One lifestyle choice that can have an extreme impact on the development of a child is a
mother’s use of alcohol during her pregnancy. Fetal Alcohol Syndrome is a disease that
affects children for their whole life. The effects of FAS are predictable and devastating
for the affected children, and those who must care for them.
Definition of Mutations
A chromosomal mutation is a major chance occurring in one or more of the
chromosomes, or in the number of chromosomes.
A gene mutation is a chemical change occurring in an individual gene (an individual
length of DNA).
Various factors cause mutations:
 Radiation – direct damage to DNA
 Gamma radiation – why atom bombs are so dangerous
 X-rays – why radiographers wear lead aprons
 Ultraviolet rays – why skin tans, and people wear sun
blockers
 Certain chemicals – called mutagens
 Copying errors – mistakes during DNA replication
Genes controlling rates of cell division are particularly susceptible to mutations.

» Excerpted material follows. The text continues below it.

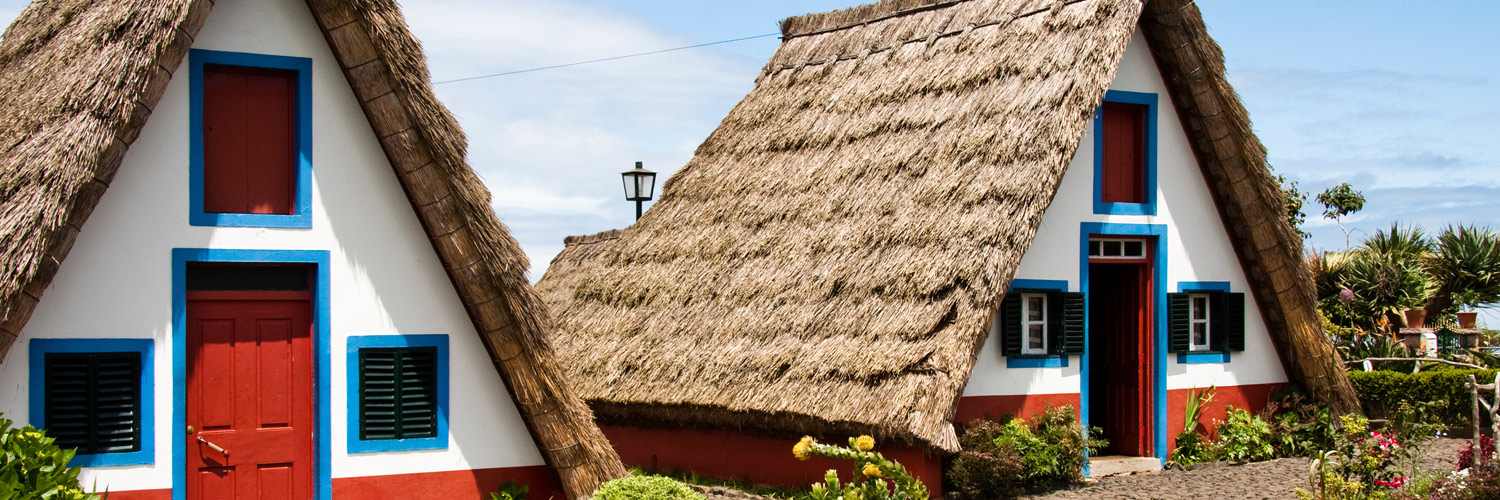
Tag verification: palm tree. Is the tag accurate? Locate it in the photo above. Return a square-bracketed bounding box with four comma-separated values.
[1422, 225, 1500, 318]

If
these genes mutate, cells may begin to divide too quickly, causing a tumour; if it
then spreads through the body it is a cancer. Factors causing these mutations are
said to be carcinogenic.
Significance of Mutations
 They may not affect phenotype (subtle point), but they may do so, sometimes
catastrophically.
 They are the fundamental source of all genetic variation.
 Meiosis and fertilization merely shuffle up genes.
 They are random. Although they may be caused by an environmental effect,
they are not a specific response to a change in the environment, and they
are, therefore, mostly harmful.
 Any mutation of a body cell can have serious consequences for the individual,
but a mutation in a sex cell could have consequences for future generations
since the mutation can be passed on to the next generation.